Il y a six mois, seuls les étudiants et les classes moyennes libérales participaient aux manifestations. Aujourd'hui, de plus en plus de gens religieux nous rejoignent. Des gens qui ne supportent plus que des crimes soient commis au nom de Dieu.
La mort du grand ayatollah Montazeri a été une vraie secousse. Beaucoup pensent qu'il a été empoisonné par le régime.
La contestation gagne de plus en plus de villes.

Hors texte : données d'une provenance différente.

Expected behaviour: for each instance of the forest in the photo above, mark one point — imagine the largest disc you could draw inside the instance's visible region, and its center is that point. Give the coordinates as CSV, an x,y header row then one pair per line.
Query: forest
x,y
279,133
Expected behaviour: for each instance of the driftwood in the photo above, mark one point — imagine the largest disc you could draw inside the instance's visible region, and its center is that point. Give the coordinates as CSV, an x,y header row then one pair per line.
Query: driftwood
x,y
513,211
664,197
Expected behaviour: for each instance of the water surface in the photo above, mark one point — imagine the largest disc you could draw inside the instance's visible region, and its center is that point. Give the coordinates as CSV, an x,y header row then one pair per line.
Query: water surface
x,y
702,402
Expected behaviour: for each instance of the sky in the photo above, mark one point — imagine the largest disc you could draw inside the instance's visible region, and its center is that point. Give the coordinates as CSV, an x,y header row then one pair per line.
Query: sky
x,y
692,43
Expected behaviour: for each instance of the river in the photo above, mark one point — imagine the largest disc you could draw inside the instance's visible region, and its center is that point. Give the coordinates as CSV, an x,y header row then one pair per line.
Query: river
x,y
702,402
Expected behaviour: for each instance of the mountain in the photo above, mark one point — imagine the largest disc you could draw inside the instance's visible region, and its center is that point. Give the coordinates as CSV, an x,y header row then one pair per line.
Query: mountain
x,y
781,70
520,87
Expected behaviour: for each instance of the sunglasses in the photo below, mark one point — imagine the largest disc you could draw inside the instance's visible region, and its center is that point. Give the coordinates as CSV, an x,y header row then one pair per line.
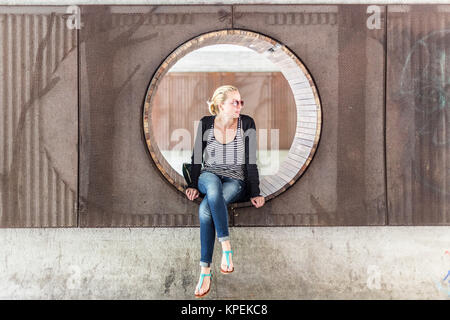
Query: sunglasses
x,y
237,102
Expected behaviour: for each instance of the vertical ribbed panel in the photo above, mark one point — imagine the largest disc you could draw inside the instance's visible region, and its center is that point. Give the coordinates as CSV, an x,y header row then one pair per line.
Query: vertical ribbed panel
x,y
417,114
33,194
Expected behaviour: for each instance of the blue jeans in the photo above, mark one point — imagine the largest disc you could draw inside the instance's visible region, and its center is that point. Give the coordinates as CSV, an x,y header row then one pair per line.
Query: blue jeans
x,y
213,214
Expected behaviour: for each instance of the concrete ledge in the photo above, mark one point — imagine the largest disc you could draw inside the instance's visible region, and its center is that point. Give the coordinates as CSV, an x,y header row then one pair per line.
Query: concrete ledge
x,y
271,263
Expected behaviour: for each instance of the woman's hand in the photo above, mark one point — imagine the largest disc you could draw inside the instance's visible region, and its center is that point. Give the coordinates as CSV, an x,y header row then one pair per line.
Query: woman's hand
x,y
192,193
258,201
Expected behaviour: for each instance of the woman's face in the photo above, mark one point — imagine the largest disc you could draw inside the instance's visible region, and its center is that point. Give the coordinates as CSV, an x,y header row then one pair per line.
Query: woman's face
x,y
232,105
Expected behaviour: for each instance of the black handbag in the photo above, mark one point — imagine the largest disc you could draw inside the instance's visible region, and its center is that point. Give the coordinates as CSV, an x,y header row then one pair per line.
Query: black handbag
x,y
187,172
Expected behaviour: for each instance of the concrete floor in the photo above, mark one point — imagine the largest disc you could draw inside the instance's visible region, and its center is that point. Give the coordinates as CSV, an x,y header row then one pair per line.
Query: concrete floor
x,y
271,263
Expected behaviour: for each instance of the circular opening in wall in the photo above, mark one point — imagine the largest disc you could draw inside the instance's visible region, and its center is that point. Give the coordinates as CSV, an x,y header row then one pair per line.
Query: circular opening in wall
x,y
279,94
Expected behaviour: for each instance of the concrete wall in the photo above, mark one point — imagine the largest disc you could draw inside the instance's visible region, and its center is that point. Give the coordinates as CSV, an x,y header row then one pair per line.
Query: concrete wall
x,y
270,263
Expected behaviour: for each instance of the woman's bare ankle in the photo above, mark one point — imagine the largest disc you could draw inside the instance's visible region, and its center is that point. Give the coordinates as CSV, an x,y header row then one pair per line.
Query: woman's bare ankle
x,y
226,246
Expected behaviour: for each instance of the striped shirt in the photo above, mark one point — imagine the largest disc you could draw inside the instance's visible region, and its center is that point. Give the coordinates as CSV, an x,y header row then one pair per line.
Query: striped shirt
x,y
225,159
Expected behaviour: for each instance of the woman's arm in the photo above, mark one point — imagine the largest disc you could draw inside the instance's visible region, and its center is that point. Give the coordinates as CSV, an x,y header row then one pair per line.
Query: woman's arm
x,y
197,156
250,155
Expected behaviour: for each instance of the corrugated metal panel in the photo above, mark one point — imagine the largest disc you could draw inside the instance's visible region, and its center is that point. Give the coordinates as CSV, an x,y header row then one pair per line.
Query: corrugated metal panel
x,y
418,103
33,192
344,183
119,183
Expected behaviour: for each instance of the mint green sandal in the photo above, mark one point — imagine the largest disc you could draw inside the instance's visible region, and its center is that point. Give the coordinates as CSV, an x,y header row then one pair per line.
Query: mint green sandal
x,y
202,276
228,262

Le jour de l'Achoura, quatre personnes ont été tuées à Tabriz, dans le nord-ouest du pays, deux sont mortes à Najaf-Abad, une à Ispahan et une à Qom. Le mouvement a gagné Shiraz, Ahvaz, Mashhad, Babol, Babolsar, Sari, Ardabil, Sanandaj, Kerman, Zahedan, Hamedan, Rasht, Anzali, Yasooj, Sirjan, Kerman...
Aujourd'hui, je ne manifeste ni contre les fraudes électorales ni pour que Moussavi devienne président. Je me bats contre le régime. Je veux que l'Iran devienne une démocratie où la religion et l'Etat sont séparés. Nous ne pouvons plus repartir en arrière.